Figure 6.5: Features that have the same ID are merged into a single spliced feature.
Naming of features
When one of the following qualifiers is present, it will be used for naming in the prioritized order:
- the "Name" of the feature
- the "Name" of the first named parent of the feature
- the "ID" of the feature
- the "ID" of the first parent
- the type of the feature
Several examples of naming strategies are depicted in figure 6.6.
Figure
6.6: Naming of features.
Merged CDS features have a slightly different naming scheme. First, if a CDS feature in the GFF3 file has more than one parent, we create one CDS feature in the workbench for each parent, and each is merged with all other CDS features from the GFF3 file that has the parent feature as parent as well. The naming is then done in the following prioritized order:
- the "Name" of the feature, if all the constituent CDS features have the same "Name".
- the "Name" of the first named parent of the feature, if it has a name.
- the "Name" of the first of the merged CDS features with a name.
- the "ID" of the first of the merged CDS features with an ID.
- the "ID" of the parent.
For features with the same ID, the naming scheme is as follows:
- the "Name" of the feature, if all have the same "Name".

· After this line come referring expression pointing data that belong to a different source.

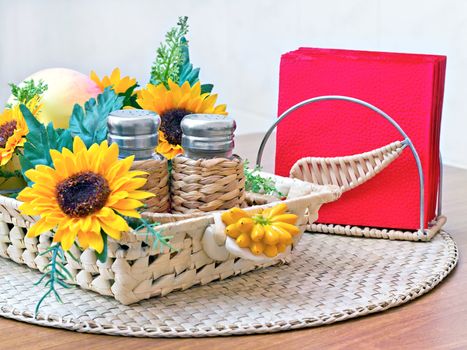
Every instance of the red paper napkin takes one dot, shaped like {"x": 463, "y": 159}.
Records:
{"x": 408, "y": 87}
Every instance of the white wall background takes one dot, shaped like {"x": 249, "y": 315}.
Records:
{"x": 237, "y": 44}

- If there is a set of common parents for the features and one of the common parents have a "Name", the name of the first common parent with a "Name" is used.
- If at least one feature has a name, the name of the first feature with the name is used.

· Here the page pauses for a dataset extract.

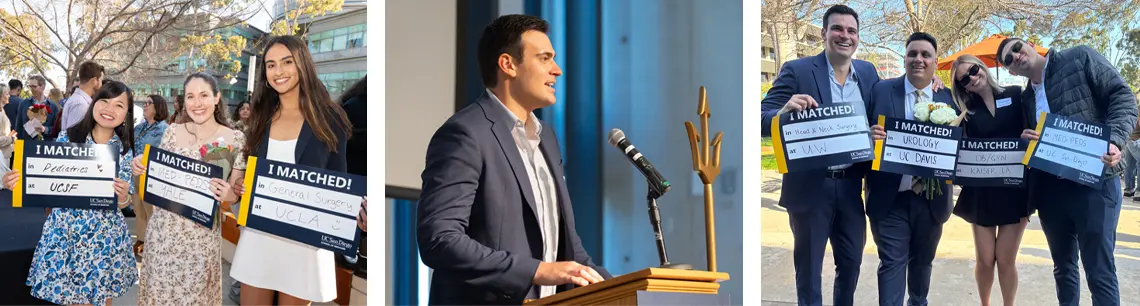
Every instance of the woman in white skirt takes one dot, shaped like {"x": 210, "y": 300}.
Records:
{"x": 293, "y": 121}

- the "ID" of the first of the features
Limits of the GFF3 importer
Features are imported only if their SeqID (i.e., the value in the first column of the gff3) can be matched to the name of a chromosome in the genome. Matching need not be exact (see Special notes on chromosome names synonyms used during import). However, in some cases it may be necessary to manually edit either the names of the genomic sequences (for example in a fasta file), or the SeqIDs in the GFF3 file so that they match. Features without a match aren't imported. You can see the number of skipped features in the importer log.
The start and stop position of a feature cannot extend beyond the ends of a chromosome, unless the chromosome is explicitly marked as circular, which is indicated by « and » at the beginning and the end of the sequence.
Trying to import such a file will fail. One option is to delete the feature that extends beyond the end of the chromosome and to start the import again.
The following instances are not supported:
- Interpreting SOFA accession numbers. The type of the feature is constrained to be either: (a) a term from the "lite" sequence ontology, SOFA; or (b) a SOFA accession number, distinguished using the syntax SO:000000. The importer recognizes terms from SOFA as well as terms from the full Sequence Ontology, but will not translate accession numbers to types. So for example, features with type SO:0000316 will not be
interpreted as "CDS" but will be handled like any other type.
- The fasta directive ##FASTA. This FASTA section situated at the end of a GFF3 file specifies sequences of ESTs as well as of contigs. The GFF3 importer will ignore these sequences.
- Alignments. An aligned feature is handled as a single region, with the Gap
and Target attributes added as annotations. We do not use Gap and Target to
show how the feature aligns.
- Comment lines. We do not interpret lines
beginning with a #. Especially relevant are lines "##sequence-region seqid
start end" which some parsers use to perform bounds checking of features. Our
bounds checking is instead performed against the user-supplied genome.